Display important notices at checkout
You can display important information to customers during checkout. For example, if the customer is outside the European Union, there may be some additional costs, such as customs duties.
Shopify supports that already and you can find more details here.
Accept the Data Processing Terms
If you use Google Analytics on a website in the European Union or Switzerland, you must agree to Google Analytic’s Data Processing Terms. To do this, open Google Analytics, and under Admin > Account settings > Data processing amendment, click “Review amendment”.
Anonymize IP addresses
First, you must enable IP anonymization1. Some websites already got in trouble for incorrectly anonymizing IP addresses in Google Analytics, so this is a very important step. You anonymize IP addresses by adding ga(‘set’, ‘anonymizeIp’, true) before the ga(‘send’, ‘pageview’) line in your tracking code.
You are also supposed to delete the data Google Analytics saved prior to anonymizing IP addresses. This is done by recreating the property (that’s your website) from Google Analytics and creating it again.
Set the data retention period
In the Google Analytics console, you change the data retention period to 14 months or less to comply with the GDPR/DSGVO regulation1. You must also disable “Reset on new activity”. You will find these settings under Admin > Account settings > Tracking info.
Take care of your customer privacy
GDPR Cookie Bar +ePrivacy Page is the most popular GDPR application in the store. Shopify is proposing it as the #1 GDPR alternative for the removed apps they had. It provides an EU GDPR/CCPA banner including preferences popup, cookie compliance and works as a complete CMP. Based on a flexible settings panel you are able to make it feet on your needs and brand.
In the case of Germany you will need to select one of the strict mode banners where all cookies are disabled until user gives his consent. You also need to enable the options for limiting tracking for visitors from Europe through your store preferences menu option. You can find more here by Shopify.

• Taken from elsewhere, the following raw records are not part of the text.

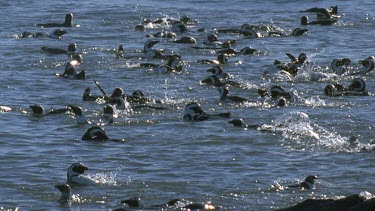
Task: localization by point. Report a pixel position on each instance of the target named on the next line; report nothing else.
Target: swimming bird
(71, 50)
(67, 23)
(250, 33)
(307, 183)
(109, 113)
(75, 175)
(38, 110)
(242, 124)
(219, 72)
(172, 65)
(299, 32)
(324, 13)
(224, 96)
(5, 108)
(215, 81)
(87, 96)
(56, 34)
(70, 72)
(193, 112)
(243, 51)
(97, 133)
(139, 97)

Finally you will need to enable the e-privacy page in order to support Data Subject Requests for your customers or visitors.

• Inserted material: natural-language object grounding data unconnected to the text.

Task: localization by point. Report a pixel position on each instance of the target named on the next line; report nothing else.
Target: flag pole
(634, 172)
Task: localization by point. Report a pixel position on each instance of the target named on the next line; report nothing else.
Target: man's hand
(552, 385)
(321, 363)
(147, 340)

All in all, Germany’s adaptation to the GDPR is progressing smoothly, although many controllers and processors can only complete their internal documentation and compliance processes by the end of 2019/early 2020. From the perspective of stakeholders, the GDPR creates a more transparent process and conscious processing, and clearly raises the awareness of the importance of personal data and their respective rights among interested parties and ordinary consumers.
In Germany, data protection law has always been a policy issue. The data protection principle was formulated by the German Federal Constitutional Court in the 1970’s in response to the excessive data requirements of the German authorities. It became a core human right and now has 17 independent government supporters: German state and federal data protection agencies. If this support is always in the full interest of the individual, and their human rights status is an issue, it may need to be resolved again in court.